Even within realms of space and time that are directly familiar to us, scale plays an important role. Buildings, animals, and social organizations cannot be made significantly larger or smaller without experiencing fundamental changes in their structure or behavior. For example, it is not possible to make a forty-story building of precisely the same design and materials commonly used for a four-story building because (among other things) it would collapse under its own weight. As objects increase in size, their volume increases faster than their surface area. Properties that depend on volume, such as capacity and weight, therefore change out of proportion to properties that depend on area, such as strength of supports or surface activity. For example, a substance dissolves much more quickly when it is finely ground than when it is in a lump because the ratio of surface area to volume is much greater. A microorganism can exchange substances with its environment directly through its surface, whereas a larger organism requires specialized, highly branched surfaces (such as in lungs, blood vessels, and roots).

Internal connections also show a strong scale effect. The number of possible pairs of things (for example, friendships or telephone connections) increases approximately as the square of the number of things. Thus, a community ten times as large will have approximately a hundred times as many possible telephone connections between residents. More generally, a city is not simply a large village, since almost everything that characterizes a city—services, work patterns, methods of governance—is necessarily different from, not just larger than, that in a village. Systems sometimes include so many interconnected components that they defy precise description. As the scale of complexity increases, eventually we must resort to summary characteristics, such as averages over very large numbers of atoms or instants of time, or descriptions of typical examples.

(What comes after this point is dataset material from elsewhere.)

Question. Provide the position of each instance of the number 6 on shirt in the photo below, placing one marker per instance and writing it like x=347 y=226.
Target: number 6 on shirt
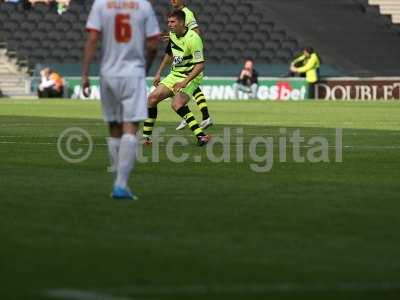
x=123 y=29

Systems of sufficient complexity may show characteristics that are not predictable from the interaction of their components, even when those interactions are well understood. In such circumstances, principles that do not make direct reference to the underlying mechanisms—but that are not inconsistent with them—may be required. For example, the process of scouring by glaciers can be referred to in geology without reference to the underlying physics of electric forces and crystal structure of minerals in rocks; we can think of the heart in terms of the volume of blood it delivers, regardless of how its cells behave; we can predict the likely response of someone to a message without reference to how brain cells function; or we can analyze the effects of pressure groups in politics without necessarily referring to any particular people. Such phenomena can be understood at various levels of complexity, even though the full explanation of such things is often reduced to a scale far outside our direct experience.